I was an ugly American walking alone in a crowded Middle Eastern city, but I was not afraid. My main concern that night was finding a phone booth that would take my prepaid phone card. I never found one.
During my search, I bumped into a tour guide who was leading a group of Japanese from our hotel to tourist attractions in the city. I tagged along for a while.
We strolled the alleyways as the guide described places, explaining in English while the Japanese photographed everything and everyone, including me.
When we stopped in front of a bath house, a hairy-chested, bearded Arab wearing nothing but a towel around his waist stepped into the doorway and posed, sucking in his stomach and smiling proudly.
One of the Japanese women smiled back and said sweetly, “Very nice.”
The year was 2006. The place was Hama, Syria.
Oh, what a difference six years can make.
Today, the central Hama province is still reeling from a massacre by Syrian government forces of at least 78 people, including many women and children.
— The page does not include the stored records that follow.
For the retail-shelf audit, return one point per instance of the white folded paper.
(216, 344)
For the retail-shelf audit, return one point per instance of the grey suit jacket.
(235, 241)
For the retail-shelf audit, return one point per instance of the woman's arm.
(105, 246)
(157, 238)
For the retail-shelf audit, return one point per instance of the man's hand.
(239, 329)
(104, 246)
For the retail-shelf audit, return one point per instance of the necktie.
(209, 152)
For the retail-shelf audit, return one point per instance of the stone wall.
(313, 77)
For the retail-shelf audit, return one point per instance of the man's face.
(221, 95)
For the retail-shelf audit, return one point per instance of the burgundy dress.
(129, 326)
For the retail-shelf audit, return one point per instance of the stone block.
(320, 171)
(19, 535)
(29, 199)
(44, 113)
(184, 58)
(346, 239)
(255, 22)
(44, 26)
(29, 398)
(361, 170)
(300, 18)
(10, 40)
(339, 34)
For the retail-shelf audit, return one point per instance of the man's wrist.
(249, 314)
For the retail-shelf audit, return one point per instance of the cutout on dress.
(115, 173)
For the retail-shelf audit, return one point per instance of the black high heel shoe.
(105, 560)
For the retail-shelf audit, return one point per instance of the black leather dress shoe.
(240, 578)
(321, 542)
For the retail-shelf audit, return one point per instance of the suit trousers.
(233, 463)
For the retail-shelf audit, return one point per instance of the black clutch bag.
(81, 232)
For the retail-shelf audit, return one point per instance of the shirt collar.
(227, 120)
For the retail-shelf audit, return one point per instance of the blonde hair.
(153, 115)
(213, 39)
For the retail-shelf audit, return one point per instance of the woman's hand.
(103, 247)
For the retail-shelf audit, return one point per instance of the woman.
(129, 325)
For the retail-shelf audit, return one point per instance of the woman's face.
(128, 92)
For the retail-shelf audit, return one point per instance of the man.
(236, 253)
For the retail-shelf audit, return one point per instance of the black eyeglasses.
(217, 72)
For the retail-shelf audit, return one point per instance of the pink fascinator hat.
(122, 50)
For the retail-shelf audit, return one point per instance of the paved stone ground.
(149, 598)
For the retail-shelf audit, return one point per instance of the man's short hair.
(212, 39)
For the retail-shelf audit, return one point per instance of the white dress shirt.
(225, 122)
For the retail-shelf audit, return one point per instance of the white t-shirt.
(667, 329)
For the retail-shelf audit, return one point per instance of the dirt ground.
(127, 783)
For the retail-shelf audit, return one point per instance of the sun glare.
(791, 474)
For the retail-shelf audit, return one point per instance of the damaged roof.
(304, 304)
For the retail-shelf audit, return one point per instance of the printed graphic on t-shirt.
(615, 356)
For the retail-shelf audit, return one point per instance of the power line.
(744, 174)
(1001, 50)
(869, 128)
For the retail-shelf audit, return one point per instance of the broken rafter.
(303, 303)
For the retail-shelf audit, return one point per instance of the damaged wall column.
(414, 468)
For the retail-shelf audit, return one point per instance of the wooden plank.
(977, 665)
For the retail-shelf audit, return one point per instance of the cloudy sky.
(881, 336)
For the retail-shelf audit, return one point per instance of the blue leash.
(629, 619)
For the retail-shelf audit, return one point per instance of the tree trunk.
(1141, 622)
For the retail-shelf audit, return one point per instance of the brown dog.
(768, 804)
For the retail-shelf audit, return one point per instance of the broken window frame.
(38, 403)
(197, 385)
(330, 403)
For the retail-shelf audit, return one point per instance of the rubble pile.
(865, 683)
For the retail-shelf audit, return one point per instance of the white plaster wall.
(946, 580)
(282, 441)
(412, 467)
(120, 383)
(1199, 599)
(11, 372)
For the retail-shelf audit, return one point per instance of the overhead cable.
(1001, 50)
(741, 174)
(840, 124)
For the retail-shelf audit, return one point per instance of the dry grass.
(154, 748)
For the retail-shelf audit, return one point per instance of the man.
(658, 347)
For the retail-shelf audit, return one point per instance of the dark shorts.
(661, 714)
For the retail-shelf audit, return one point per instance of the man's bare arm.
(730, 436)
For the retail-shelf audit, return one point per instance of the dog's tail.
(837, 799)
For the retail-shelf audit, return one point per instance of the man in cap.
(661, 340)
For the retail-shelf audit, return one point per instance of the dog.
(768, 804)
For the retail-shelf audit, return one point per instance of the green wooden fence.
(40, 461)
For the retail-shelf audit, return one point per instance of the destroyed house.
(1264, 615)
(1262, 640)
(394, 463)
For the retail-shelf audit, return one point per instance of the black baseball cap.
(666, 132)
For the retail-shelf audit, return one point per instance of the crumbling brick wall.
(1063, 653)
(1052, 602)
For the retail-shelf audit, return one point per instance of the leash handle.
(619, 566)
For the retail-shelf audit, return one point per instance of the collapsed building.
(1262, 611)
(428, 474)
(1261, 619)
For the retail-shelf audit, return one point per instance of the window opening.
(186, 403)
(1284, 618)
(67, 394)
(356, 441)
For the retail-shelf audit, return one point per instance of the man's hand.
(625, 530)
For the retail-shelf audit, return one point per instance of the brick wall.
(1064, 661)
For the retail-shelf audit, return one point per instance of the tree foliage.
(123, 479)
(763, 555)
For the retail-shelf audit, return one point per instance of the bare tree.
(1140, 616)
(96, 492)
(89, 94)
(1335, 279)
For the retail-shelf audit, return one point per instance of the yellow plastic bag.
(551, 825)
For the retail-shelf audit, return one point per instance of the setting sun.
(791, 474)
They had been shot, garroted, stabbed and in some cases burned alive. Government troops fired upon unarmed United Nations monitors seeking to investigate the massacre. Thousands have been killed under the leadership of Syrian President Bashar Assad.
So, need I say that revisiting Syria is not on my bucket list? But, back in 2006, after touring six countries, I decided that the people of Syria were the friendliest.
Everywhere we went there, people would throw up their hands and yell, “Welcome, welcome.” Early in the trip, I was walking through a Damascus souq — an open-air market where vendors sell a little of everything — when a Syrian man stopped me and asked why I was in his country.
“I’m touring your country,” I said. (Actually, I was one of about 40 Americans — 30 seminary students and 10 lay people — taking part in the Middle East Travel Seminar. The centerpiece of the program is a three-week trip through Syria, Lebanon, Jordan, Sinai in Egypt, Israel and Greece.)
“Are you going to Hama?” the man asked.
“Yes,” I said, “I believe we are.”
He told me his name was Hamas, and he lived in Hama. He wrote his phone number on my notepad and said, “When you get to Hama, call me if I can help you in any way.” I had one of his friends photograph us together, and we went our separate ways.
So what’s going on here? Syria certainly is not a friend of the United States, but almost everybody I met there couldn’t have been nicer.
The short, simplistic answer is this: The whole mess is caused by evil people in government, not average people on the street. The people on the street — not just in Syria, but in other countries — often are the victims.
Will peace ever come to the Middle East? God only knows. All I know is my soul aches for the people on the street.